Warning to guests appearing on the new CBS This Morning: The “greenroom” — the traditional name for the backstage place where guests wait before appearing on camera — is a “glass room” on the new set. Don’t get caught chomping down on a bagel just because Charlie Rose is talking to Newt Gingrich — the camera may catch you in mid-bite! During the 8 a.m. hour of the CBS This Morning premiere, the camera panned away from the new set’s combination of high-tech roundtable and old-fashioned brick-and-bookshelf backdrop to reveal a transparent greenroom where the obligatory table with coffee, sweets, and fruit plate plus sofas were joined by upcoming guests Julianna Margulies and Melissa Etheridge chatting with each other. In my occasional visits to network greenrooms, the atmosphere is hushed, with guests maintaining wary distance, silently contemplating their upcoming talking-points; we’ll see how long the bigger celebs put up with an exposed view.
Mixed message set aside, the newly christened CBS news show made a lively debut.
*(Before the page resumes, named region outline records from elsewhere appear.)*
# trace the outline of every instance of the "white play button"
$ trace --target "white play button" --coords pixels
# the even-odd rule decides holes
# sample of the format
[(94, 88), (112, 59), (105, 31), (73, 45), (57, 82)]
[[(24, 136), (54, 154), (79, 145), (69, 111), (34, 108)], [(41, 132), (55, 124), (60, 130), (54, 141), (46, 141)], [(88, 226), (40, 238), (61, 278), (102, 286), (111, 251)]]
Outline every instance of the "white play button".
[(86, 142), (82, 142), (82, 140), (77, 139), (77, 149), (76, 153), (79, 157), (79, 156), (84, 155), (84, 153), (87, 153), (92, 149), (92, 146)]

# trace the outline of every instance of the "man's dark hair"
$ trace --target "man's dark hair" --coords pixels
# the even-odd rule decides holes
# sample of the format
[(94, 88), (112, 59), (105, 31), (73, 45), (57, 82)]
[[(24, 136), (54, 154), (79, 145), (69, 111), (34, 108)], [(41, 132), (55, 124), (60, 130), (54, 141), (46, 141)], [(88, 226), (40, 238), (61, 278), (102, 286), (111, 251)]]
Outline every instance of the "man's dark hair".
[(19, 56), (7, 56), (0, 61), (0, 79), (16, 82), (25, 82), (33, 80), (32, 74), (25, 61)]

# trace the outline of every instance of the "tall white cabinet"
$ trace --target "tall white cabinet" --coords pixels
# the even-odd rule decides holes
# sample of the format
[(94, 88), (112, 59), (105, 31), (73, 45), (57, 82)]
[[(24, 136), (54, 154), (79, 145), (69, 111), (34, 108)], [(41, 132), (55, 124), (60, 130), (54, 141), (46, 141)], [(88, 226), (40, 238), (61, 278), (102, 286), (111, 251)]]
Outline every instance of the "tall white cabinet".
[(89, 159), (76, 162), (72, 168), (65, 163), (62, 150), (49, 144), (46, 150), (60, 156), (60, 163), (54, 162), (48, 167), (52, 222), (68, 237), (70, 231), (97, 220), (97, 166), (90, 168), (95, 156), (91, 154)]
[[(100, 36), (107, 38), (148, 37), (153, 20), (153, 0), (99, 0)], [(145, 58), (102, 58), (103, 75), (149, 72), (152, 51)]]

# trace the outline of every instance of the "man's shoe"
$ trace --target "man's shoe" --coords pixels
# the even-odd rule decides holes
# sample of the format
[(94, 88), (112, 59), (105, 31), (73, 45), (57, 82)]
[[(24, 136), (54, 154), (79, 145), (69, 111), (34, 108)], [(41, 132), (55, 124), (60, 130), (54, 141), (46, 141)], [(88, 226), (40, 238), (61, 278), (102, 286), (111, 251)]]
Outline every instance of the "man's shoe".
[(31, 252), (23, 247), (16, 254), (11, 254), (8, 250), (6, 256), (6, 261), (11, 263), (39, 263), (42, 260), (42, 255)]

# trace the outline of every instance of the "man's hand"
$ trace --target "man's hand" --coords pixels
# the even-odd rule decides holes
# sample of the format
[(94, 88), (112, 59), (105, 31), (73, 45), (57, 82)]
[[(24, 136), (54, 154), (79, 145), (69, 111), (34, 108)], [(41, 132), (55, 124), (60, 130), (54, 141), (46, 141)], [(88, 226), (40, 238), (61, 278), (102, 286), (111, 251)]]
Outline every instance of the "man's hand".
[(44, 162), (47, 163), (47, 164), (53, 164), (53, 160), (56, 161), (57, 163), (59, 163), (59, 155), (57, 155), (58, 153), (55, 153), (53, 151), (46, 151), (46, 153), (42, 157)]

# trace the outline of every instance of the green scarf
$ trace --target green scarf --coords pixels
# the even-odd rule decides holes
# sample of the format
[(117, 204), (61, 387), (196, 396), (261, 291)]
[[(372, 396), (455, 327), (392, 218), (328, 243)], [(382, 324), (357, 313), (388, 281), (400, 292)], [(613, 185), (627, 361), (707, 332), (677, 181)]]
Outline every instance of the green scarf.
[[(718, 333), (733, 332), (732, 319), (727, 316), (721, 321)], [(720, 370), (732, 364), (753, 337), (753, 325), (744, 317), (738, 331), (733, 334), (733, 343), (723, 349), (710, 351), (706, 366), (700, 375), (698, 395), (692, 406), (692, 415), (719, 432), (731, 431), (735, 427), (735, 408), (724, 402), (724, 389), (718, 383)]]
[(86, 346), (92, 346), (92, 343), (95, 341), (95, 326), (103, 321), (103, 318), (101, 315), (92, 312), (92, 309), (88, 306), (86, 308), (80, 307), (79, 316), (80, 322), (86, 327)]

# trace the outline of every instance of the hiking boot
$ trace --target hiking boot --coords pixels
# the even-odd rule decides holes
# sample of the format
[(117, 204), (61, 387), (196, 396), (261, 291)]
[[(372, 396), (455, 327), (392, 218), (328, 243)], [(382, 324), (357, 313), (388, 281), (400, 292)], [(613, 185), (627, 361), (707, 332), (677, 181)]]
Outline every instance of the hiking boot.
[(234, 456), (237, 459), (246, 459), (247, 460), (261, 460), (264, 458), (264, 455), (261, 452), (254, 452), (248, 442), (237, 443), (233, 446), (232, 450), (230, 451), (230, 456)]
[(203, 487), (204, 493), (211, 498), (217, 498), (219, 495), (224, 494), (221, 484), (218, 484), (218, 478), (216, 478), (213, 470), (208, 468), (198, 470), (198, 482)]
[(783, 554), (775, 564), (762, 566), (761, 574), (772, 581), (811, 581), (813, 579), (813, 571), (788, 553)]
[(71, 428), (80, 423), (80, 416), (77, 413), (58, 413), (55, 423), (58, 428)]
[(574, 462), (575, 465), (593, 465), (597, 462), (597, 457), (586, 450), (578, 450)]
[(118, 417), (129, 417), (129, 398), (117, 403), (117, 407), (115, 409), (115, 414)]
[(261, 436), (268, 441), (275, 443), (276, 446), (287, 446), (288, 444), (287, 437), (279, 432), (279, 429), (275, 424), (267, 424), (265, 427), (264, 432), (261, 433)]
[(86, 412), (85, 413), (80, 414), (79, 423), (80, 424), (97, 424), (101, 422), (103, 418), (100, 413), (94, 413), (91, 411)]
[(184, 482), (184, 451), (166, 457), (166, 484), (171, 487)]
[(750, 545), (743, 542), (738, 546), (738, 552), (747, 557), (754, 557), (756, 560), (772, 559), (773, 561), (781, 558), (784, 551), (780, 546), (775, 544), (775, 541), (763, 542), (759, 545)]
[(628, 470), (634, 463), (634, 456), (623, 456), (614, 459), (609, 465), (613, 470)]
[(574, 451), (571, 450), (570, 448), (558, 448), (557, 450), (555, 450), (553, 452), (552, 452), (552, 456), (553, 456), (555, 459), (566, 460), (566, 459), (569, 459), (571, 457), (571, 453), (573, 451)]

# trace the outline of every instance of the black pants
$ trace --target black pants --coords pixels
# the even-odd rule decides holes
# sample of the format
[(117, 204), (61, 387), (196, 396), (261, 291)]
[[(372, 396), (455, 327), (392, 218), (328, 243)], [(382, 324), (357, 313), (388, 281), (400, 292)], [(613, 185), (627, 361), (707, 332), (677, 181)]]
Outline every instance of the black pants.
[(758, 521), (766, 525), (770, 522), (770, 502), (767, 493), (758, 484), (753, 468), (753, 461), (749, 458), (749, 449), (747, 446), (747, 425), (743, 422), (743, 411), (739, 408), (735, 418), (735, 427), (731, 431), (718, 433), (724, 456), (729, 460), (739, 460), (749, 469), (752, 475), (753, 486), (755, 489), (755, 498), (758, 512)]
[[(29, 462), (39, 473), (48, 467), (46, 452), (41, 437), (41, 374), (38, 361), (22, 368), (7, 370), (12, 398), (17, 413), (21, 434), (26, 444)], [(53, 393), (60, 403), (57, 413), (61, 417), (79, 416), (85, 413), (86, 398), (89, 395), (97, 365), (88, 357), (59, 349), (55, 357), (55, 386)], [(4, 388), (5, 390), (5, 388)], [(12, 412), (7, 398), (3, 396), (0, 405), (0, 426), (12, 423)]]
Anchor-hosts Charlie Rose, Gayle King, and Erica Hill maintained a brisk pace and showed some degree of chemistry. CBS News kept the right person from the earlier incarnation of this broadcast: Hill handles both hard news and light features with deft skill, and engaged in easy small talk with Rose and King. On the opening edition, This Morning played to the newbies’ incoming strengths: Rose handled the political stories, such as an interview with Gingrich (who shamelessly played up to Charlie by saying he was running “a Charlie Rose-style campaign, ideas-driven”), while King fielded the pop-culture stuff, such as a report on Kate Middleton. Which is just as well, because I never again want to hear Charlie have to handle an item, as he did this morning, about Beyonce and Jay-Z’s baby, during which he said, “It’s a huge Twitter topic that Twitter friends have been tweeting.” Memo to producers: Save our dear Charlie from social-media updates!
The best thing about the show, however, is that most of the time, all three hosts seemed perfectly at ease and confident negotiating the various roles required on a morning show. I’d encourage more interaction among them, and the show clearly needs to add a supporting character in the tradition of Al Roker to deliver both the weather and a few zingers for the three hosts to chuckle over.
The challenge, of course, is to become a show that can compete against The Today Show and Good Morning America (as well as cable’s Fox and Friends and Morning Joe). I’m hoping that glass roundtable (a subconscious visual reference to Rose’s round wooden PBS discussion table?) becomes a place where the hosts and their guests engage in spirited debate. In morning TV, energy counts as much as ideas do.